When there is some long conflict and a big event or another big news jump to the first place and takes everybody’s attention away, the conflict tend to worsen.

This is happening in Syria. The war is in progress, with violent fights in Damascus and above all Aleppo, where the government forces want to retake the center of the city. There are fears of heavy casualties there. And the spreading of the conflict to Lebanon is worse than ever: During these last two days there have been violent clashes with at least 38 killed in the Mediterranean port of Sidon.

The clashes erupted between the army and armed supporters of the local Sunni cleric Sheikh Ahmed Al Assir, who has accused the Army of backing the interests of the Shia Muslim group Hezbollah, allied with Syria’s president Al Assad.  At least 18 soldiers and 20 gunmen had been killed, according security sources. If confirmed, that would make it one of the deadliest outbreaks in Lebanon since Syria’s two-year conflict began, said Reuters.

“We affirm to all Lebanese that the army is determined to eradicate strife, and will not halt its military operations until security is completely restored to the city,” the army said in a statement.

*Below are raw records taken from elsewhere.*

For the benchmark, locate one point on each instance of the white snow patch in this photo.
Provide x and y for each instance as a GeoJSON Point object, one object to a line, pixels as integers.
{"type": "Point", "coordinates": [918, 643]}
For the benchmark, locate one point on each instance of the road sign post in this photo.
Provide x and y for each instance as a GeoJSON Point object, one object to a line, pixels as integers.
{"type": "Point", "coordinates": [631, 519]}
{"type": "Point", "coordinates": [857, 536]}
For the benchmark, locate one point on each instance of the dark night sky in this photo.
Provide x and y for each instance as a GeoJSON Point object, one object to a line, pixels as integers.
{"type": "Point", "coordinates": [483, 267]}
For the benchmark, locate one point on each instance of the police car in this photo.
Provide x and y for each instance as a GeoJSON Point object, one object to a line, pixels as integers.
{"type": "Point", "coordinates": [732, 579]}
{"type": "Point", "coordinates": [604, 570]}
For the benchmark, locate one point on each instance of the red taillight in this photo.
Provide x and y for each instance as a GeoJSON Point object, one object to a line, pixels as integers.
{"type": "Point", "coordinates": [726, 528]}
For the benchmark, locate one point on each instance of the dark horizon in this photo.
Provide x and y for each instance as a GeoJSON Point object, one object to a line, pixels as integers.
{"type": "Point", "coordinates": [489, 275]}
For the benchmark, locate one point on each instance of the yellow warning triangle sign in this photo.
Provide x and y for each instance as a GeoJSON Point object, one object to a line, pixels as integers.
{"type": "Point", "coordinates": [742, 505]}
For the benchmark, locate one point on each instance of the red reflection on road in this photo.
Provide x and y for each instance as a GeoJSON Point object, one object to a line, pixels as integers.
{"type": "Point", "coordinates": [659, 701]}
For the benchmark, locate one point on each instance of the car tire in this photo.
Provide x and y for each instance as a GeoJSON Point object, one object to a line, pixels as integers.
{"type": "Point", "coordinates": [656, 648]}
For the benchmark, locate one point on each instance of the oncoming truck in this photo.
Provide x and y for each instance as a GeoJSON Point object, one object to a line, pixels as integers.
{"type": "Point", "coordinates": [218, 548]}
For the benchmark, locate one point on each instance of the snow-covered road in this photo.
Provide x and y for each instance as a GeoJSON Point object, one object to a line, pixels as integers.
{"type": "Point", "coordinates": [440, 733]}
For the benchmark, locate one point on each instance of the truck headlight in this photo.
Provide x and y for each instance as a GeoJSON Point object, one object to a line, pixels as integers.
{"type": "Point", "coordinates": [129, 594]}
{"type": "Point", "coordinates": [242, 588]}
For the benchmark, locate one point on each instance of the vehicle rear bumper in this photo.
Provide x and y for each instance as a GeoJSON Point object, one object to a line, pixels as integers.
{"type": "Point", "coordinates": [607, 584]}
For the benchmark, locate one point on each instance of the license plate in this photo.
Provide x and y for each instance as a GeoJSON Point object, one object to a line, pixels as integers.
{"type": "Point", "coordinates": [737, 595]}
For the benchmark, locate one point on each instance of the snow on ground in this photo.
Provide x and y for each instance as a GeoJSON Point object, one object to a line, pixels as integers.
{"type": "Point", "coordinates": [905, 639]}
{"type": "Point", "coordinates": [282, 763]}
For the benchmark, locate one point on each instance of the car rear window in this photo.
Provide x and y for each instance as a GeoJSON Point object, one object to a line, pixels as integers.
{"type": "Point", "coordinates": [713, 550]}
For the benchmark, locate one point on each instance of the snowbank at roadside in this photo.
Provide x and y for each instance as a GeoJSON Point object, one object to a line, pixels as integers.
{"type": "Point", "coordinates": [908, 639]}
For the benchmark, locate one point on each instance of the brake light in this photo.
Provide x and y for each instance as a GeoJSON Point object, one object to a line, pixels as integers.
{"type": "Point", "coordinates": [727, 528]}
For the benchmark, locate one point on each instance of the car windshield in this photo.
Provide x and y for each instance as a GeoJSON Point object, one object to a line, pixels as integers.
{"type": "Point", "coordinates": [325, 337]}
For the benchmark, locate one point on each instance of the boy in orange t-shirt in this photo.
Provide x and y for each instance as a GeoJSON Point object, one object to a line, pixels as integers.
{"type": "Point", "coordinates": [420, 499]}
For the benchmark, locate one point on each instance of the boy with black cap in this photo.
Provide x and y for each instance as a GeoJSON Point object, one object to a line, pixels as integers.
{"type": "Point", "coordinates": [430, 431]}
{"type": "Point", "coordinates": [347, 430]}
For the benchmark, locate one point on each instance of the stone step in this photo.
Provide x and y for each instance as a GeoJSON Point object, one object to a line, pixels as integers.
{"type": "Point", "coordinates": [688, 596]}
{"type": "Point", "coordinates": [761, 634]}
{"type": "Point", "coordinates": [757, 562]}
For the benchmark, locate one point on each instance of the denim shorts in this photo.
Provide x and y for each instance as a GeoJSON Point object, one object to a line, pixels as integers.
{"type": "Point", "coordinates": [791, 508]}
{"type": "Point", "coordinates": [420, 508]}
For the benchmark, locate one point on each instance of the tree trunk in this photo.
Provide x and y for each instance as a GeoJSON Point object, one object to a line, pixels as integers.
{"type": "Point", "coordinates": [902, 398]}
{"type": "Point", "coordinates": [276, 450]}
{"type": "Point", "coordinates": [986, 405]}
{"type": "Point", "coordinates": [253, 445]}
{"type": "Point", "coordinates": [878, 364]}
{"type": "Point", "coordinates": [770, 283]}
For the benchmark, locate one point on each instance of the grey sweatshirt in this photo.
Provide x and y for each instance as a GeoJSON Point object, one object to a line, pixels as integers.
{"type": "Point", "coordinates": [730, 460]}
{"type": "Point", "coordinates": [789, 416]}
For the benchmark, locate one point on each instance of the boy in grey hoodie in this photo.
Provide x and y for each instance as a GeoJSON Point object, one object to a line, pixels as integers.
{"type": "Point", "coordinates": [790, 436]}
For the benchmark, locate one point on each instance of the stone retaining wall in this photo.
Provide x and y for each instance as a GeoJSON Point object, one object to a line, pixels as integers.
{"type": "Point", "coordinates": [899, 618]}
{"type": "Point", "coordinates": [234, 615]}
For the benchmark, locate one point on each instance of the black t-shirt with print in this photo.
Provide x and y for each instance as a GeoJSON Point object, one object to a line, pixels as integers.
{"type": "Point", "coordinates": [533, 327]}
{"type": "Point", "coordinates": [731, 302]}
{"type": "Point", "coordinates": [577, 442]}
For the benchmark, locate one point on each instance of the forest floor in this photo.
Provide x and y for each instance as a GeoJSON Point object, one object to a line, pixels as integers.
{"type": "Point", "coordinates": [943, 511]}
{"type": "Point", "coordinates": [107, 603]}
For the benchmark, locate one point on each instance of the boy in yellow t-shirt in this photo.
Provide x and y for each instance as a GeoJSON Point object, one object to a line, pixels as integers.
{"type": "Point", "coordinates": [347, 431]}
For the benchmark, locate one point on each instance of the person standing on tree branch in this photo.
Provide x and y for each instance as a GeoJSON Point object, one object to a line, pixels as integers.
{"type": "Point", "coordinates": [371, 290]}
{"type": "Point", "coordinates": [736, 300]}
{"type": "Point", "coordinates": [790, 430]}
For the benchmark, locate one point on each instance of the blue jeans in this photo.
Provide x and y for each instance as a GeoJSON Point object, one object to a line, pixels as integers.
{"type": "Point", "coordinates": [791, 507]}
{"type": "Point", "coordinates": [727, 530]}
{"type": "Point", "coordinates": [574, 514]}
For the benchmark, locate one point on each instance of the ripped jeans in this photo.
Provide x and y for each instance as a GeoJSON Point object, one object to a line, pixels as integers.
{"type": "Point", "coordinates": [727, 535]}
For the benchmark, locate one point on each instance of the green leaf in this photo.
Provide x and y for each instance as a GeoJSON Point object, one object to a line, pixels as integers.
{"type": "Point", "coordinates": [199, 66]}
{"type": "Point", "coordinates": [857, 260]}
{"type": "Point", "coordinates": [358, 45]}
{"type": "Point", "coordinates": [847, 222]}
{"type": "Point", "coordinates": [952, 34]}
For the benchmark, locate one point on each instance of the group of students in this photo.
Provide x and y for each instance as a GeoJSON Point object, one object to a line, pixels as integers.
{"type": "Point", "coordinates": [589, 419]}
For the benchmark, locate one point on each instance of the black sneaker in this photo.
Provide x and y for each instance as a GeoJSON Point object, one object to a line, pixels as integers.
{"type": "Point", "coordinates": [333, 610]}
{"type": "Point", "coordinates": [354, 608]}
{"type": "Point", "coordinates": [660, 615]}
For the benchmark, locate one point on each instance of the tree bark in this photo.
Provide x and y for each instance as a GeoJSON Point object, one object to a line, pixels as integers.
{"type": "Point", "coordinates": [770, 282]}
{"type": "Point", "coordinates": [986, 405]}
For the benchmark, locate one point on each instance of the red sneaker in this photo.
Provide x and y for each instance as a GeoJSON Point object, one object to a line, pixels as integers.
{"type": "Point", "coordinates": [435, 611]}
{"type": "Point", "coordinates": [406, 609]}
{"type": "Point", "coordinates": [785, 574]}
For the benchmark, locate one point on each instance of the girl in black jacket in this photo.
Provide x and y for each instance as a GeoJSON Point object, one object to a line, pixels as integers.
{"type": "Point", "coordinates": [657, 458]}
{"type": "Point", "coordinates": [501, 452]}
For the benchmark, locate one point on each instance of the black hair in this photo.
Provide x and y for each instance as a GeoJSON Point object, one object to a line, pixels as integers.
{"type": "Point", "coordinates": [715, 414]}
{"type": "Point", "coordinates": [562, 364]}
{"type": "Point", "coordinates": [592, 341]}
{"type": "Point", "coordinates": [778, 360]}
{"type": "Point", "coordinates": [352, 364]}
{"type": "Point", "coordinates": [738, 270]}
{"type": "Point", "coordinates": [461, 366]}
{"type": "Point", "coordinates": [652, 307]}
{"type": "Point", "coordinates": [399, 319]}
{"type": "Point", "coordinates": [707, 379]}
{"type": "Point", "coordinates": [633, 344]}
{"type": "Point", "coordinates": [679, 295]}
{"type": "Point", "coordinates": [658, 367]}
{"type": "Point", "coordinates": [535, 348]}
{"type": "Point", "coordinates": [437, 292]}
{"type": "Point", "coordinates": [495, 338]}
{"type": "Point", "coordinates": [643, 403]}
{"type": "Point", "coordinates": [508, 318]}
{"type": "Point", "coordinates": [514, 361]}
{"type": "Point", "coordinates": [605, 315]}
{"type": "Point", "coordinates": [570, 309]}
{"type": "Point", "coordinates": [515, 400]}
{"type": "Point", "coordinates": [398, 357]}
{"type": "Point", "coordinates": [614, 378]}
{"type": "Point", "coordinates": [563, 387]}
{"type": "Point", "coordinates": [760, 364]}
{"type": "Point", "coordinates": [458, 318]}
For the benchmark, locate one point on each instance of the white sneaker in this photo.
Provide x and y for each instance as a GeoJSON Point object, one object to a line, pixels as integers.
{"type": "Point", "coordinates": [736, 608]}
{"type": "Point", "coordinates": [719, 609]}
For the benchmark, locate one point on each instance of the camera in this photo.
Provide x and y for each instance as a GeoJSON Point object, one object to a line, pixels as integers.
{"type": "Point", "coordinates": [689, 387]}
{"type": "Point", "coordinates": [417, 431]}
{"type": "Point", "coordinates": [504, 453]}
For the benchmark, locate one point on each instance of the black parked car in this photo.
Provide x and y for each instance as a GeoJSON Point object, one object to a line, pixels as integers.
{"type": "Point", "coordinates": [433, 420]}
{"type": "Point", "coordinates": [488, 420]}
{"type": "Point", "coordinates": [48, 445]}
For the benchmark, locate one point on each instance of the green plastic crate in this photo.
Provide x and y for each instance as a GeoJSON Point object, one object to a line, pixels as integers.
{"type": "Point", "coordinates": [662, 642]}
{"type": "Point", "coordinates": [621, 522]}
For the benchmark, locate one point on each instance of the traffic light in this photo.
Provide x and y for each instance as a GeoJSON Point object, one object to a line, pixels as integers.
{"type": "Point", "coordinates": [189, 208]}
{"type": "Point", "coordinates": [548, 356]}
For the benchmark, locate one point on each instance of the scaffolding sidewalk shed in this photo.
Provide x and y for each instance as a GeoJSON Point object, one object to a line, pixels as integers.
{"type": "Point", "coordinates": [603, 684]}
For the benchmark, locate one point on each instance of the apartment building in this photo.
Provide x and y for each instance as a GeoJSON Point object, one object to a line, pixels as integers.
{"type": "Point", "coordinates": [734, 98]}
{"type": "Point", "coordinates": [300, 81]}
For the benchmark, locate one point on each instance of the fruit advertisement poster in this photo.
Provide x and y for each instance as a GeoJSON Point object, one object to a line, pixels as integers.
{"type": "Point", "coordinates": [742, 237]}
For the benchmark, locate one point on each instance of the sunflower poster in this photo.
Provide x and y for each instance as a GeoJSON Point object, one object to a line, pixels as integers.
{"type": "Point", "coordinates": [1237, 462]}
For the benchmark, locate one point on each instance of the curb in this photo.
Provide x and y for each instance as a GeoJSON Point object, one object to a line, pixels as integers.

Violence related with the war in Syria had happened before in Lebanon in the Northern city of Tripoli and in the Eastern border valleys but this clashes far away from the border are, if possible, more dangerous for the country’s fragile stability.

The situation in Lebanon makes more urgent to negotiate a cease-fire and convene the sides in a peace conference, but this conference, already proposed, has being delayed from last May to July and now they are talking of August. All because the sides in conflict ask for incompatible conditions. The rebels only would go to negotiate the exit of  the regime of Al Assad, and the regime of Al Assad only would go not to hand over power but to form a national government.

The problem is that the more time passes without stopping the fight and without talks, more people are dying in Syria, more radicalized fighting groups appear in the rebel side and biggest is the risk of a disaster in Lebanon.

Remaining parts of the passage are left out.